Heme iron is the most bioavailable form, with an absorption rate of approximately 11-22% compared to nonheme iron, with a rate of 1%-7% [32]. Animal food products are rich in protein, iron, iodine, zinc, and vitamin B12. Although red meat consumption could increase serum ferritin by 36% more than any other animal foods [33], its high cost makes it undesirable as a supplement, especially in developing countries. Hence, animal food supplements made from fish were preferable, such as locally available eel for pregnant women in Sukabumi District, to provide extra heme iron.

The compliance rate of IFAS consumption was similar in the two groups, while the compliance rate of cookie consumption in the intervention group was slightly higher than that in the control group (86% vs. 82%, respectively). However, roughly 18% of the respondents consumed only 4-5 pieces of cookies, which was less than half of the recommended portion. These results were different from the studies conducted on stunted children, in which the intervention group that received eel cookies showed a greater compliance rate than the control group. However, the IFAS consumption compliance in both groups was also similar, which was 92% [34].

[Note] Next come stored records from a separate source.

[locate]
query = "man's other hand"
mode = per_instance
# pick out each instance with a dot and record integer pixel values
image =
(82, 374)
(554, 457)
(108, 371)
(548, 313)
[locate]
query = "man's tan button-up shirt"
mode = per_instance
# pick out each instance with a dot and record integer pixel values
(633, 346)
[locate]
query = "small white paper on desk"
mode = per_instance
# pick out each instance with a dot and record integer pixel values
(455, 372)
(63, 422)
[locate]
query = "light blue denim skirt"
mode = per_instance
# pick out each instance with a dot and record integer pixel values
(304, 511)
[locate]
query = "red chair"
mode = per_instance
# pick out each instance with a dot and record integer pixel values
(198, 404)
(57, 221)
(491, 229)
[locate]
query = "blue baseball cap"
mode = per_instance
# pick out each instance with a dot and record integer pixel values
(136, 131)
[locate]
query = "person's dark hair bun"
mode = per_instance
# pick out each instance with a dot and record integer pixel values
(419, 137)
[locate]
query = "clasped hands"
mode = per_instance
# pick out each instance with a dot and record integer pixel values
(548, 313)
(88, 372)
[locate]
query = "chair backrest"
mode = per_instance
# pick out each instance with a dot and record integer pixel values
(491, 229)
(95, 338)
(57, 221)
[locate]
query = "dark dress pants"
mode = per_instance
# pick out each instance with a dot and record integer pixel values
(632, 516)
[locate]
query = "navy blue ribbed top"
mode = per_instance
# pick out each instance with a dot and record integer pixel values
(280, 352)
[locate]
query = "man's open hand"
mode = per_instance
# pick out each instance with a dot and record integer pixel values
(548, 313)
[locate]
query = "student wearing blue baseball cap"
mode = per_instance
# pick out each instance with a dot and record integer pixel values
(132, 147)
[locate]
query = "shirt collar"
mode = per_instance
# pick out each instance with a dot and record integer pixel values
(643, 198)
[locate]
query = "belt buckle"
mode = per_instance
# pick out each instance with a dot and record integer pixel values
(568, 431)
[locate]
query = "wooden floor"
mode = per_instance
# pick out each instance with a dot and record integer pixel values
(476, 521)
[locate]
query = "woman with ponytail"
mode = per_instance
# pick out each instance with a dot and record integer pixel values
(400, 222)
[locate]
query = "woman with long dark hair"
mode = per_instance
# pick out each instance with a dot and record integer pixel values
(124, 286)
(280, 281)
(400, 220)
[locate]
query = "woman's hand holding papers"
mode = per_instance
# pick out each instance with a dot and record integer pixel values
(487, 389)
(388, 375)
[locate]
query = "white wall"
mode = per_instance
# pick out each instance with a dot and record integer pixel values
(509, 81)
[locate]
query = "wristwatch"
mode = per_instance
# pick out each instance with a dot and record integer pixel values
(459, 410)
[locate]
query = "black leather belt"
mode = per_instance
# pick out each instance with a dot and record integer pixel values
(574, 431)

This study had several limitations, including the small sample size because it was a pilot study. This study estimated only hemoglobin levels, not accompanied by ferritin tests. In the future, a cohort study with a large sample size is suggested to assess the foetal outcomes of this supplementation.

5. Conclusions

Eel cookie supplementation and IFAS consumption for 1 month could improve the hemoglobin status of pregnant women with anaemia. The intervention group had a greater increase in mean hemoglobin levels than the control group.